O abandono das explicações religiosas causou um profundo impacto no próprio Darwin, que demorou mais de 20 anos para apresentar publicamente suas teorias. Como reconhece em sua autobiografia (publicada sem censuras em 1958), “a incredulidade deslizou em mim um ritmo muito lento, mas no fim foi por completo”5.

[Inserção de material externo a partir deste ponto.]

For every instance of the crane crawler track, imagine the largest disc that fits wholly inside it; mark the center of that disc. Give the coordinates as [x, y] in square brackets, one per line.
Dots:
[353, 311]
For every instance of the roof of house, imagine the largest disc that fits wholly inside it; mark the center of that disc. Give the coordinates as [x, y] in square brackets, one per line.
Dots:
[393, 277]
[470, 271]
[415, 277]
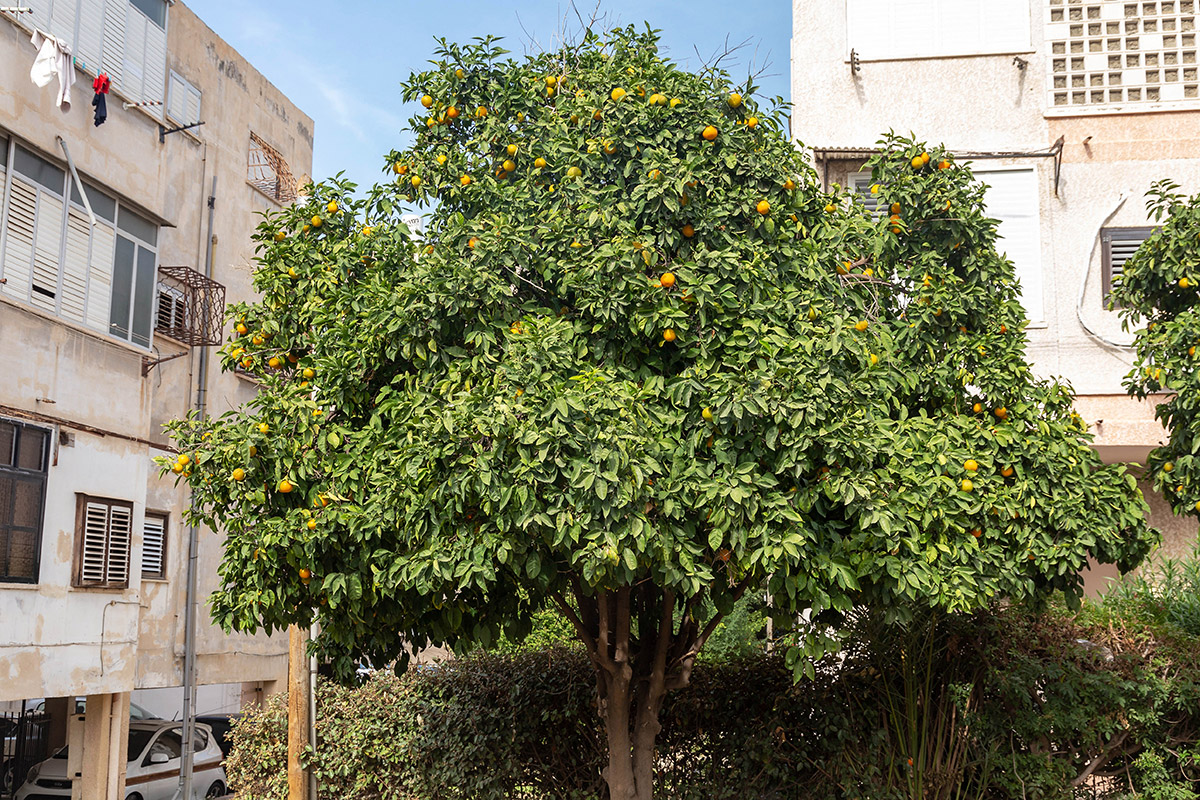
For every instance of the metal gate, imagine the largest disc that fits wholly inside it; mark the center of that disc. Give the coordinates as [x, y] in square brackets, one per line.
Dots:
[24, 740]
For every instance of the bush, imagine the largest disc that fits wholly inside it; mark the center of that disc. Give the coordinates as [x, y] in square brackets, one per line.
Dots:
[1001, 705]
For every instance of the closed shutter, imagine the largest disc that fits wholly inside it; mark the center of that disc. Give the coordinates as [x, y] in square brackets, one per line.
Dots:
[103, 551]
[90, 42]
[114, 41]
[154, 547]
[1012, 198]
[75, 265]
[18, 252]
[901, 29]
[100, 277]
[47, 251]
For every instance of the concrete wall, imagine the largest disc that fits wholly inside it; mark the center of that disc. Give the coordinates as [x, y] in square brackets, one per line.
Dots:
[989, 103]
[57, 639]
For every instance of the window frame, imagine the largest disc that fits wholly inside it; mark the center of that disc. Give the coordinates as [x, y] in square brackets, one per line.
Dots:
[47, 451]
[1107, 235]
[77, 581]
[161, 575]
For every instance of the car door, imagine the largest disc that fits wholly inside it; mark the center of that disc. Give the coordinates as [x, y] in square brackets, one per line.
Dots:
[159, 769]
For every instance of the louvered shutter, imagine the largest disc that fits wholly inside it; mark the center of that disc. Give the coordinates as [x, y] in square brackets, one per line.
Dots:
[95, 543]
[120, 534]
[103, 555]
[18, 252]
[1117, 246]
[154, 546]
[114, 41]
[1012, 198]
[90, 42]
[100, 277]
[75, 265]
[47, 251]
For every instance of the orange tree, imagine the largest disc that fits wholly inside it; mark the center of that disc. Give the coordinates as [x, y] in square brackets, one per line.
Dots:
[1159, 293]
[637, 366]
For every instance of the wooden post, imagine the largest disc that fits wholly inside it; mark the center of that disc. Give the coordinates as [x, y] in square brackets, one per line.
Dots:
[298, 713]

Tanto Engels como Marx criticaram duramente o uso de Darwin nas ideias do clérigo Thomas Malthus sobre o crescimento populacional e do economista Adam Smith sobre a competência, como base de sua teoria de seleção natural. Darwin se encontrava inevitavelmente sob a influência das ideias predominantes durante a era Vitoriana e, em muitas ocasiões, não foi suficientemente cuidadoso com sua linguagem. Em edições posteriores da Origem das Espécies, muitas vezes substitui seleção natural por “luta pela existência” ou “sobrevivência do mais apto”, esta última frase tomada de Herbert Spencer. Para os darwinistas sociais como Spencer, essas frases aplicadas à sociedade sugeririam que a própria natureza é a garantia de que os melhores competidores asseguram o progresso, e que todas as intenções para reformar a sociedade só interfeririam com a sabedoria da natureza. Tem-se que reforçar que a “luta pela existência” é uma metáfora nas ciências biológicas e que o êxito de um organismo não é um término absoluto sem depender do meio ambiente. A opinião final de Darwin sobre Spencer pode ser encontrada também em sua autobiografia: “Suas conclusões não me convencem (...) Suas generalizações fundamentais (...) Que me atrevo a dizer, podem ser muito valiosas sob um ponto de vista filosófico, são de tal natureza que parece-me não ser de nenhuma utilidade estritamente científica. Participam mais da natureza das definições que das leis da natureza.”

Darwin não se interessava demasiadamente pela política e sempre apresentou que sua frágil saúde o impedia de intervir nos debates de seu tempo, ainda que tenha destacado como oposição à escravidão. Porém, o abandono das explicações idealistas é uma das maiores conquistas da ciência moderna, e só por isso Darwin merece ser recordado.